MA - Debate to allow noncitizens to vote in elections
http://www.boston.com/news/local/massac ... ts_debate/
LETTING NONCITIZENS VOTE
Descendants debate
As City Council takes up the issue, family histories fuel disagreement
By Matt Viser, Globe Staff | April 12, 2007
Szmulek Rozental sailed into New York Harbor April 10, 1948, a 16-year-old who had survived the horrors of a German concentration camp. Over the course of his new life in America, he would change his name to Steve Ross, learn English, and raise a family in Newton, imbuing his children with the gratitude he felt for a country that welcomed him when so much of the world had been hostile.
"I grew up hearing every day of my life that I should be grateful to be an American," one of those children, Councilor Michael P. Ross of District 8, said yesterday.
As the City Council took up a controversial proposal yesterday to grant noncitizens the right to vote in Boston elections, Ross is one of the measure's leading proponents, drawing on the deeply held beliefs of his immigrant father.
But another city councilor who comes from immigrant stock, Salvatore LaMattina of District 1, is just as fiercely opposing the measure, citing his own family experiences.
LaMattina's grandfather, Silvistro "Sonny" DeRuosi, came from Naples and led a life in America not unlike that of Steve Ross and millions of other immigrants. He moved to East Boston in the early 1920s, toiling as a factory worker at General Electric and as a waiter at several Italian restaurants to support a wife and 11 children.
According to a story that became a refrain of LaMattina's childhood, DeRuosi labored for his citizenship so that he could vote, expressly for James Michael Curley, the long-serving mayor of Boston.
The message DeRuosi passed on: Citizenship and voting go together, as fundamental pieces of American life and identity.
"To him, voting was sacred," LaMattina says now.
Shaped by a wide range of immigrant tales in their own family histories, councilors come to the immigrant voting measure with widely diverging stances. The debate reflects the deeper questions surrounding immigration issues in Boston, where waves of new immigrants are reshaping the city.
With one in four Boston residents foreign-born, immigrants are increasingly a factor in city life, but two-thirds of these residents cannot vote because they are not citizens, a fact that some say unfairly prohibits them from fully participating.
"We have to recognize that the time to do this has come," said Felix Arroyo, the City Council's first Hispanic member, who sponsored the measure.
It would allow legal immigrants who are not US citizens to vote in municipal elections as long as they sign a form indicating they are legal residents of Boston and "in good faith intend to become" US citizens. "It is the right thing to do."

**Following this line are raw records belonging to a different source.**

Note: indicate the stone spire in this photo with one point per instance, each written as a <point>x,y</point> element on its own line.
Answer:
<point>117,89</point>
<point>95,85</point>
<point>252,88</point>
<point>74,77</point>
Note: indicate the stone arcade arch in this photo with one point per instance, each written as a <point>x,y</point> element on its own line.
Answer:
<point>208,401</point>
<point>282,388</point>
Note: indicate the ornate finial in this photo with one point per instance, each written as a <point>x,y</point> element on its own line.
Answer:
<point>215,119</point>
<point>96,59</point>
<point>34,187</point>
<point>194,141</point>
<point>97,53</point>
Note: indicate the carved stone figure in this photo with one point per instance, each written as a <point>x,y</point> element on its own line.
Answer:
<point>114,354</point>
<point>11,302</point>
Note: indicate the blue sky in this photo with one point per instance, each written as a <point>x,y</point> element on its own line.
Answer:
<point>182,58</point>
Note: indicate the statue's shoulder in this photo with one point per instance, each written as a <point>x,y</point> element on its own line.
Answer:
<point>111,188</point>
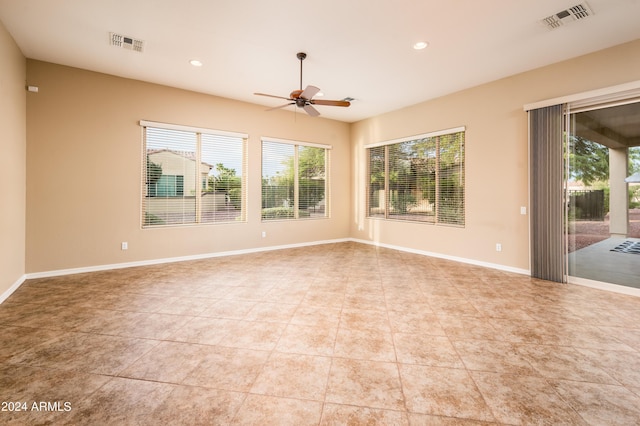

Arroyo was born in Puerto Rico and is a US citizen.
Many on the council are descended from immigrants; about half of the 13 members come from Irish backgrounds, with ancestors who immigrated to Boston. Those councilors did not speak during yesterday's hearing, but privately several said they oppose allowing noncitizens to vote because they feel it would devalue the work previous immigrants went through to become citizens.
Councilor Sam Yoon, the council's first Asian-American, supports Arroyo's measure. His parents left Korea for the United States in 1970, hoping for a better education for their children. They eventually settled in Lebanon, Pa., and did their best to become part of the community while still speaking Korean at home and dining on native dishes of kimchi and bi bim bap. Yoon and his parents became citizens, but it took nearly 10 years.
"As an immigrant, you always fight the sense that you don't belong here," Sam Yoon said in an interview yesterday.
"I ran for this office in part to represent a community that has the same sort of feeling, that we don't belong."
In response to Arroyo's measure, LaMattina sponsored a separate measure yesterday aimed at encouraging citizenship with services such as city-sponsored English classes.
Mayor Thomas M. Menino, who has been generally supportive of immigration rights issues, has not yet decided whether to support allowing immigrants to vote in city elections, which would need the approval of the Legislature.
"One thing that we should be addressing more than that is to get these immigrants to be citizens first," Menino said in a recent interview. "That's a real issue."